3/18/2011 Egypt (ISN) – One of the concerns discussed in the western press is the issue of what it will mean for the country’s new democracy if the trans-national Muslim Brotherhood, the country’s oldest Islamic movement, gains the majority vote . For the moment there are few organized political groups in Egypt capable of creating new governmental structures. In the 2005 elections Brotherhood members earned twenty percent of the seats in parliament, and over fourteen hundred charitable foundations make the organization immensely popular among Egypt’s poor and lower classes.
Mr. Subhi Saleh, the Brothers’ representative in the transition committee creating a new government, maintains that he advocates democracy. Yet, many Egyptians perceive the entire committee to be Islamist oriented. It has proposed amending the laws concerning presidential elections, but not the second article of Egypt’s soon-to-be-revised Constitution: “Islam is the Religion of the State. Arabic is its official language, and the principal source of legislation is Islamic Jurisprudence (Shar`iah).” This article coincides with the Brotherhood’s 2007 Charter and does not guarantee equal citizenship for all Egyptians – one of the main demands of many groups involved in the January 25th Revolution.
Commentators put much trust in the Brotherhood’s youth wing whose members seem more moderate and congenial towards political compromises than the older generation. Young Brothers in Tahrir Square downplayed their agenda and refused to carry Islamist banners. French Islam scholar Olivier Roy believes that younger Islamists have lost their hold on Islamic societies since Muslims have become more individualist and pluralist-minded.
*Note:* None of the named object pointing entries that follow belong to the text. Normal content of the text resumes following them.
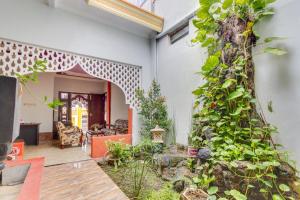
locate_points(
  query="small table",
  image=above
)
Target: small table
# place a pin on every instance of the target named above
(91, 133)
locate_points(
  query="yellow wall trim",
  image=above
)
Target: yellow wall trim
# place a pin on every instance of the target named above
(131, 12)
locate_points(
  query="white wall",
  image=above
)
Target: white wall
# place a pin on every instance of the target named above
(80, 85)
(33, 109)
(175, 10)
(277, 78)
(119, 108)
(176, 73)
(34, 22)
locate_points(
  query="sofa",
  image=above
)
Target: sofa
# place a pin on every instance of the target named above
(69, 135)
(119, 127)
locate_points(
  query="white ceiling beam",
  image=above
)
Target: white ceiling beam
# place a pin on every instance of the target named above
(131, 12)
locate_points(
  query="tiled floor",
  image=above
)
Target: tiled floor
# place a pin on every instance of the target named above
(79, 181)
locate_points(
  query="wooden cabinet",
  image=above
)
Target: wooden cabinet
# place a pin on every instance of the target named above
(29, 132)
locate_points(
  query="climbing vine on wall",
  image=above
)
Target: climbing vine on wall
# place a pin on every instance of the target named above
(237, 134)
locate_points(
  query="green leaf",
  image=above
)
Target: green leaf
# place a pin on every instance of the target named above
(284, 188)
(213, 197)
(228, 83)
(237, 111)
(276, 197)
(270, 107)
(227, 4)
(238, 93)
(263, 190)
(210, 63)
(212, 190)
(198, 92)
(241, 2)
(275, 51)
(237, 195)
(271, 39)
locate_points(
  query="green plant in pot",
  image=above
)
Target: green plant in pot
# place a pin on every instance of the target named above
(192, 148)
(11, 89)
(172, 137)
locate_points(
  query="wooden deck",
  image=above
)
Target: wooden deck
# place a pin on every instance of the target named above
(79, 181)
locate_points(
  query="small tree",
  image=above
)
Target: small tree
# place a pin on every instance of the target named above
(153, 110)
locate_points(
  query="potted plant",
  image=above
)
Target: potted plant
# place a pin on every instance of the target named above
(173, 145)
(192, 149)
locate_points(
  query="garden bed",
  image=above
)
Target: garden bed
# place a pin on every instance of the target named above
(123, 177)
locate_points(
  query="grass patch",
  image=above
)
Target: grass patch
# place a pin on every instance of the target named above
(123, 177)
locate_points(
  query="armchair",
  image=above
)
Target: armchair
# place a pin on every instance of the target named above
(68, 135)
(120, 127)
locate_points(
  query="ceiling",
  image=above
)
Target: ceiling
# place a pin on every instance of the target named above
(81, 8)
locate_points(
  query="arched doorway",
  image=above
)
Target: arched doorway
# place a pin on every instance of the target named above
(16, 56)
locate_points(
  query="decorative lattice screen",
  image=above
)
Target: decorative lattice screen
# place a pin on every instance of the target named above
(16, 56)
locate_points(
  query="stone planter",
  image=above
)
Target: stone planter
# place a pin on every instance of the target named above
(192, 151)
(193, 194)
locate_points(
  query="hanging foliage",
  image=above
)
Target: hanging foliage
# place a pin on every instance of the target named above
(229, 123)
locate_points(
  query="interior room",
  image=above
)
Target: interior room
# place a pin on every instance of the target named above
(85, 104)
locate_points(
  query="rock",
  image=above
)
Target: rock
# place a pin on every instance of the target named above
(204, 154)
(169, 174)
(182, 163)
(102, 161)
(179, 185)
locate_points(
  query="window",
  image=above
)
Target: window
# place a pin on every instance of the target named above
(179, 33)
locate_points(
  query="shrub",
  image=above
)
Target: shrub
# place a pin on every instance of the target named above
(119, 151)
(166, 193)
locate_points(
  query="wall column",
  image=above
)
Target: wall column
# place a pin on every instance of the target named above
(108, 114)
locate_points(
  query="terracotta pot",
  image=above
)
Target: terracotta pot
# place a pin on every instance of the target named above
(192, 151)
(194, 194)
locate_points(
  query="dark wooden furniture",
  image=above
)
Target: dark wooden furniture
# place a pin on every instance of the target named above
(29, 132)
(96, 107)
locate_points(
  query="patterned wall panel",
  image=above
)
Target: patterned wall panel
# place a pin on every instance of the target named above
(16, 56)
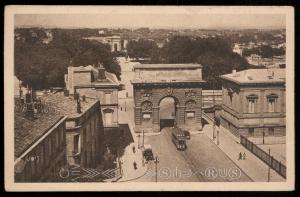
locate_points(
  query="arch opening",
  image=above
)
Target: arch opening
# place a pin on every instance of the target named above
(167, 112)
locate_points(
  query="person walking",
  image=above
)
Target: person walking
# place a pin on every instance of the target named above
(134, 165)
(240, 156)
(244, 156)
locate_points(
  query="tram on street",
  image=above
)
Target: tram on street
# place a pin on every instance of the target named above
(179, 138)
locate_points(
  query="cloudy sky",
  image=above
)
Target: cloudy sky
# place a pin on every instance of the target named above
(153, 18)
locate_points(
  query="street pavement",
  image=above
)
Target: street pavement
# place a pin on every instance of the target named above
(253, 166)
(202, 161)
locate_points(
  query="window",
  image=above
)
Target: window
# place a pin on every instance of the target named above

So the Brotherhood has many members who are not of one mind about how they envision a new democratic Egypt. However, they do see Islam as a political ideology able to solve society’s ailments. Brotherhood writings convey profoundly ambiguous opinions about non-Muslims: they are full citizens but never quite equal; tolerance towards them remains conditional. This mode of thinking is so engrained in large parts of Egyptian society that arguing against it is a novelty.
The ideology stems from classical applications of the Shari’ah which places citizens in a religious hierarchy. It translates into excluding non-Muslim leadership from vital parts of modern-day society such as government, the army, diplomatic services, and the educational system. It has also created mindsets that are quick to find excuses when Christians are being attacked. When a church in Helwan Province was burned to the ground in March 2010 the cause was an alleged love affair between a Coptic man and a Muslim woman. A dozen died and over 140 were wounded in the ensuing clashes.
Regular attacks on Copts have occurred since the 1970s, when during Sadat’s reign radical Muslim groups – many inspired by the Brotherhood -became active in Egypt. They continued throughout the Mubarak period. His regime was good at window dressing, and public meetings with the Coptic Patriarch Shenouda III cemented the President’s image as protector of Muslims and non-Muslims alike. Although it remained difficult for Copts to obtain permits to build or repair churches, he allowed several grand projects, and declared January 7th, Coptic Christmas, a national holiday.
Yet, whenever Copts were being attacked the government remained passive and refrained from intervention or action. Police seldom arrived at the scene on time, and few perpetrators were ever prosecuted or punished. Justifications for the attacks abounded: a village feud, two merchants fighting, Copts had raped a Muslim girl. Attacking Christians became the new normal; somehow they deserved what happened. This mode of thinking chillingly resembles pervasive views on abused women: they asked for it. Journalist Rosen had to be corrected before he realized that making fun of the brutal attack on Lara Logan on Tahrir Square was unforgivable.